There will be a cultural change to be more conscious of what energy is used, how much, and from where.
“There is continued interest in these vehicles despite the fact we’re seeing gas prices go down,” Richardson said. This implies motives beyond financial.
But most of the changes will occur behind the scenes. Green industry is working hard to keep things simple for the consumer. Plugging into a charging station is intuitive as pumping gas or charging your phone. The grid will stay as invisible as before, but with a security of mind for the conscious user.
Own a Car, Own a Business
Instead of car ownership being seen as a right or requirement of being an American over the age of 16, it will be come a privilege and/or business.
Consider the new shared economy, with Air BnB and Uber as two successful examples. Empty space and unused time for an expensive purchase like a house or car is financially wasteful. Zipcar is the major company betting on quick and easy car rentals taking off.
EVs offer an even more unusual financial possibility; selling electricity back to the grid. This would pair well with more renewable energy (often a fluctuating supply), as mentioned previously.
“As we’re having more electric vehicles, we’re having basically a lot more powerful batteries that are plugged into the grid, generally overnight. And so what some people who are kind of like futurists are thinking about is essentially, like, one of the challenges of implementing large scale renewable energy is energy storage,” Brutz said.
But while this may sound radically new, it is very much in the spirit of the American dream. By buying this status symbol and tool of freedom, you open up the possibility of managing a one-person business.
When you rent a car, you will have freedom at your fingertips without the long-term burden. When you rent a car to others, you will be making the most of your once unused time to generate profit. When selling energy back to the grid, you would even have the choice of when and how it is sold. In this future, you are consumer and boss. What could be more American dreamy?
“It’s not necessarily a gigantic cultural shift,” Brutz said.
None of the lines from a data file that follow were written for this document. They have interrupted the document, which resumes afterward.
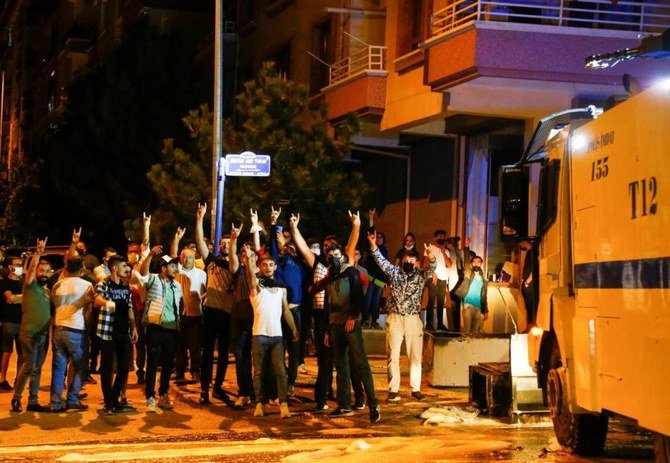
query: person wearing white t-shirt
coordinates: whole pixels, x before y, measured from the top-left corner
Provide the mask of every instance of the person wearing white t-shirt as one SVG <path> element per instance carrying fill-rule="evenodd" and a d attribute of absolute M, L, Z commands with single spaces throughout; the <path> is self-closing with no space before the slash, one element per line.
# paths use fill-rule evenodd
<path fill-rule="evenodd" d="M 277 393 L 279 397 L 279 412 L 282 418 L 291 416 L 288 410 L 288 376 L 284 365 L 284 338 L 282 336 L 281 317 L 284 316 L 287 325 L 293 333 L 293 340 L 298 341 L 300 335 L 293 321 L 291 310 L 288 306 L 288 297 L 285 288 L 269 288 L 261 286 L 256 273 L 256 263 L 243 254 L 244 266 L 247 268 L 247 280 L 249 282 L 249 298 L 254 309 L 254 325 L 251 337 L 251 361 L 253 365 L 253 383 L 256 393 L 256 409 L 254 416 L 265 414 L 265 405 L 268 397 L 262 384 L 262 378 L 268 377 L 263 374 L 265 355 L 270 355 L 272 369 L 277 378 Z M 263 256 L 260 261 L 261 274 L 272 278 L 277 268 L 275 260 L 269 256 Z"/>
<path fill-rule="evenodd" d="M 55 311 L 55 329 L 52 340 L 51 409 L 53 411 L 86 410 L 79 401 L 79 392 L 86 377 L 88 363 L 88 336 L 84 325 L 84 312 L 91 310 L 95 288 L 80 278 L 84 261 L 70 257 L 65 262 L 64 274 L 51 290 Z M 75 368 L 67 387 L 67 401 L 62 403 L 63 383 L 68 361 Z"/>
<path fill-rule="evenodd" d="M 177 243 L 185 231 L 184 228 L 177 229 Z M 174 245 L 171 254 L 173 252 Z M 207 274 L 195 267 L 195 251 L 191 248 L 184 248 L 179 254 L 178 272 L 175 281 L 181 285 L 183 291 L 184 309 L 177 342 L 175 380 L 184 379 L 187 362 L 190 360 L 191 378 L 198 381 L 202 354 L 202 304 L 207 291 Z"/>
<path fill-rule="evenodd" d="M 454 286 L 458 281 L 458 273 L 452 266 L 449 251 L 445 249 L 447 243 L 447 232 L 435 230 L 433 233 L 435 244 L 430 245 L 431 254 L 435 257 L 435 273 L 432 281 L 428 282 L 428 305 L 426 306 L 426 330 L 433 331 L 433 310 L 437 311 L 437 329 L 446 331 L 444 325 L 444 298 L 447 295 L 448 282 L 453 281 Z M 450 270 L 453 267 L 453 271 Z M 455 276 L 454 276 L 455 274 Z"/>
Sometimes it’s as UNC-Charlotte having maintenance workers give up pick-up trucks for golf cart-like GEMs (global electric motorcars).
“That’s the sort of cultural shift I’m seeing [here]. People saying, Okay, it’s okay for me to not have a regular vehicle that’s just mine. I’m going to use this other one on a relevant basis,” Brutz said.
Though it may take decades to get old cars off the road, and subsidies and PR to incentivize individual buyers, EVs are coming. Consumers and automobile aficionados should not mourn the passing of the old American car, however. In many ways, EVs improve and complete the concept of the car as a tool of freedom, status, and self-expression.
And if you still don’t like EVs, ride-sharing, or autonomous cars? You don’t have to buy them. It’s your choice, but that choice is made from increasing options. And that’s the American way.